Final Assignment: Machine Learning Analysis
Machine learning in this course is assessed by your machine learning analysis on the Oosterhout dataset. During the machine learning modules we will cover several analytical techniques and your are tasked to apply the most suitable technique to answer your research question.
Pre-requisites
By the time we start exploring machine learning you should have:
- created a research questions based on the problem statement;
- a preprocessed of the Oosterhout dataset in powerBI;
- a .csv file extracted from the Oosterhout dataset relevant to your research question.
And finally, when we finished you should have completed module 1 tot 10 of the codecademy course "Basics of Machine Learning".
Modeling
- For every machine learning algorithm we learn we will make a suitable model on the Oosterhout dataset!
- The structure of the model and it's outcome and predictor variables will be informed by you problem statement and/or research question.
- You will then create your fully fitted model.
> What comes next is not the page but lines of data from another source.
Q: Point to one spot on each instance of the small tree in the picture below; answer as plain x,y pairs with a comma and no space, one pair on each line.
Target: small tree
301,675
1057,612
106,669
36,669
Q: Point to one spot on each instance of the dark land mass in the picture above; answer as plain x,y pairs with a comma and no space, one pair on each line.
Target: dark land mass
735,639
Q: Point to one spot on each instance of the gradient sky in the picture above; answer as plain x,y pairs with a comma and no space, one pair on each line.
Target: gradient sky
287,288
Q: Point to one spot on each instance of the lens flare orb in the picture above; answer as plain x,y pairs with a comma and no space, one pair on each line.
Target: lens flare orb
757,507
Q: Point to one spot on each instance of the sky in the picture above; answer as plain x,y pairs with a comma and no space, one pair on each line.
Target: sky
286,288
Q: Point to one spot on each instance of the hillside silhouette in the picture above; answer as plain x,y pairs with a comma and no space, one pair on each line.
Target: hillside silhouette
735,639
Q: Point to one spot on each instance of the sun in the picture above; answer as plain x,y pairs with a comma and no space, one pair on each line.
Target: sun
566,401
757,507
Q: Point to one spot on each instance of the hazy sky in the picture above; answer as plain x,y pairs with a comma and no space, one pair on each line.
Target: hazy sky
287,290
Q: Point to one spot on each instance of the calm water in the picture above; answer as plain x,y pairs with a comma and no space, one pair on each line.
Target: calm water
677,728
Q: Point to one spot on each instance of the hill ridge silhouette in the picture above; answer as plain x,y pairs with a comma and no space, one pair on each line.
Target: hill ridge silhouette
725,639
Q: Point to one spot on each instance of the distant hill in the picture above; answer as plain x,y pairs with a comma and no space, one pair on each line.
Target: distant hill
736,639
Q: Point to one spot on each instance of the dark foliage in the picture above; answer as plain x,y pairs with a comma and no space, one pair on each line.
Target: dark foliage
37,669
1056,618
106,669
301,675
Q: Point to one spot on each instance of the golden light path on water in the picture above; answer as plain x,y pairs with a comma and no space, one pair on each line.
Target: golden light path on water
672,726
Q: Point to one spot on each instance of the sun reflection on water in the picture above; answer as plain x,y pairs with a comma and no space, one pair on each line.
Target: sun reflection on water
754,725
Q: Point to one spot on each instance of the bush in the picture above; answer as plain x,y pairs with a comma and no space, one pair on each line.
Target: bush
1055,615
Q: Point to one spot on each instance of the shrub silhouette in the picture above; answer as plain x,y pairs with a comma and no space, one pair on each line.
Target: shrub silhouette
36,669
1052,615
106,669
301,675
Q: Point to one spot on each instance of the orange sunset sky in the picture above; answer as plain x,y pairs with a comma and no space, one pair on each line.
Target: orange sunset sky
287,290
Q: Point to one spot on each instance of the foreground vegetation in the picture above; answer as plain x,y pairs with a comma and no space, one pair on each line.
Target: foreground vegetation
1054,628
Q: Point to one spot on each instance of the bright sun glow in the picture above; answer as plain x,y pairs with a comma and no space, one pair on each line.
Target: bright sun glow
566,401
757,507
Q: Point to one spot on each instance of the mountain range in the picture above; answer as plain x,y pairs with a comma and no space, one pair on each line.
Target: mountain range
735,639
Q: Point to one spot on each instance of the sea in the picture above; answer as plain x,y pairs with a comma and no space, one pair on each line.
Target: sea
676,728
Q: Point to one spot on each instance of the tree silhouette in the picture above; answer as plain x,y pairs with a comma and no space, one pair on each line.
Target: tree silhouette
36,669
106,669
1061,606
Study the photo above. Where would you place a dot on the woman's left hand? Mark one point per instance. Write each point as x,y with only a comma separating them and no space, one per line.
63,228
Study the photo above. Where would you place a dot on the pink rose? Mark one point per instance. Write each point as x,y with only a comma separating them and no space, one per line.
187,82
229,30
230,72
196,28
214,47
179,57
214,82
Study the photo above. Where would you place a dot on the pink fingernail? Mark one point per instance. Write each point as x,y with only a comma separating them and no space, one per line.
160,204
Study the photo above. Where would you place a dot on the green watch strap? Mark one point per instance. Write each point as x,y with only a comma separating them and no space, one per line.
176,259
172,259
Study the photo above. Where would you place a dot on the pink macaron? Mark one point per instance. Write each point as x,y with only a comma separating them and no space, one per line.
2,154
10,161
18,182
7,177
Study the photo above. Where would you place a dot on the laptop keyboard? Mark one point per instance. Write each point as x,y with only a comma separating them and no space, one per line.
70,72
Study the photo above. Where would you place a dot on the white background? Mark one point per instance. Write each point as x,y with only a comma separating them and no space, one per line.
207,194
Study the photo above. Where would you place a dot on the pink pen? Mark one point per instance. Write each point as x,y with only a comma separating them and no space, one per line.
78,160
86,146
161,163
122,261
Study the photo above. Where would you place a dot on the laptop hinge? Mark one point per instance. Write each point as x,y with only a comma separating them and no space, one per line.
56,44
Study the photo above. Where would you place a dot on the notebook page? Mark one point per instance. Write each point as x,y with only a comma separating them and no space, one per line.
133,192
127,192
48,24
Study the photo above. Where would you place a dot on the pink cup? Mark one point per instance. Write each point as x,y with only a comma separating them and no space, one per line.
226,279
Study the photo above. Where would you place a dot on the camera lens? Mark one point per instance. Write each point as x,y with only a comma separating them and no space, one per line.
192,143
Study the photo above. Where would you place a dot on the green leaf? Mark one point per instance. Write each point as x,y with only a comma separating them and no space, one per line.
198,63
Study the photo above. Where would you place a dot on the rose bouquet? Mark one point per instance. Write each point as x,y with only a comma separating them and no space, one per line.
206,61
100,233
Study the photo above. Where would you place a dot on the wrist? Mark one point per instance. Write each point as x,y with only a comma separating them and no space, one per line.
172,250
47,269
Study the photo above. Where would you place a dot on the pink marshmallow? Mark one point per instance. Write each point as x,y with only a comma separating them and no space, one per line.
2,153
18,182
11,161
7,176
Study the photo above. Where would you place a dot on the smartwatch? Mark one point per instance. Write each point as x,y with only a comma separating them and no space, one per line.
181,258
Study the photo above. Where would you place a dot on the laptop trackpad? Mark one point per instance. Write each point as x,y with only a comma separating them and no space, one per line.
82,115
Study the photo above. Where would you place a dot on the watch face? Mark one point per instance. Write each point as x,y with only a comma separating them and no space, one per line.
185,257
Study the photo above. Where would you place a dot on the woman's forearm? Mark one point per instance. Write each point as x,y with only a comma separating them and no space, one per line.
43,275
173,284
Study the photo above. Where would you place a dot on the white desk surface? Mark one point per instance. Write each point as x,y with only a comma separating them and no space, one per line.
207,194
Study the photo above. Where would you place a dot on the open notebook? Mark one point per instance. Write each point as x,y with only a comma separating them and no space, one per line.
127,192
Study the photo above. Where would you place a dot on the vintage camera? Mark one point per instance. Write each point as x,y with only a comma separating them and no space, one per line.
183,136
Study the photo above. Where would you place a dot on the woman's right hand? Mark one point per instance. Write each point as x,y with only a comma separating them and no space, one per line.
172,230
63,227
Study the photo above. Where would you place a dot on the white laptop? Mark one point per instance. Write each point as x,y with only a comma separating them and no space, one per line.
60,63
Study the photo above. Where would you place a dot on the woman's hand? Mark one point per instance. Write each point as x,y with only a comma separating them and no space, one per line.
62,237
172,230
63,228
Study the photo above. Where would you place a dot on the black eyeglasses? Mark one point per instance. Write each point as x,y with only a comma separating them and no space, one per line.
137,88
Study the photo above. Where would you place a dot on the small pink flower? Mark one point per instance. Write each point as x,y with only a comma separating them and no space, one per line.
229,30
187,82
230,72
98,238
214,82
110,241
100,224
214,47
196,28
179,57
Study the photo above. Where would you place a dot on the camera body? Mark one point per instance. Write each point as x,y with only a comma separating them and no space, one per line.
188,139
- Subsequently: test, re-fit and validate your model. Create a new model on a new line for every re-fit. Keep track of any predictor variables you exclude from the full model when re-fitting. Motivate why you are excluding; or including new variables using in-line comments.
- Choose the best model regarding your research problem and research question, motivate your answer and submit your evidence; so the filled-in template script below, to github and refer to that script in your learning- and work-log.
Deliverable
Download the Juypter Notebook Templatefor delivering your models here, if you haven't done so already. To download the script, open the raw file, right-click and ‘save as' into a location of choice. Make sure to rename the file appropriately.
The Jupyter notebooks or .py scripts are to be uploaded to Github no later than 5pm on last data lab day.
Assessment Criteria
See the self-assessment in microsoft teams for the assessment criteria.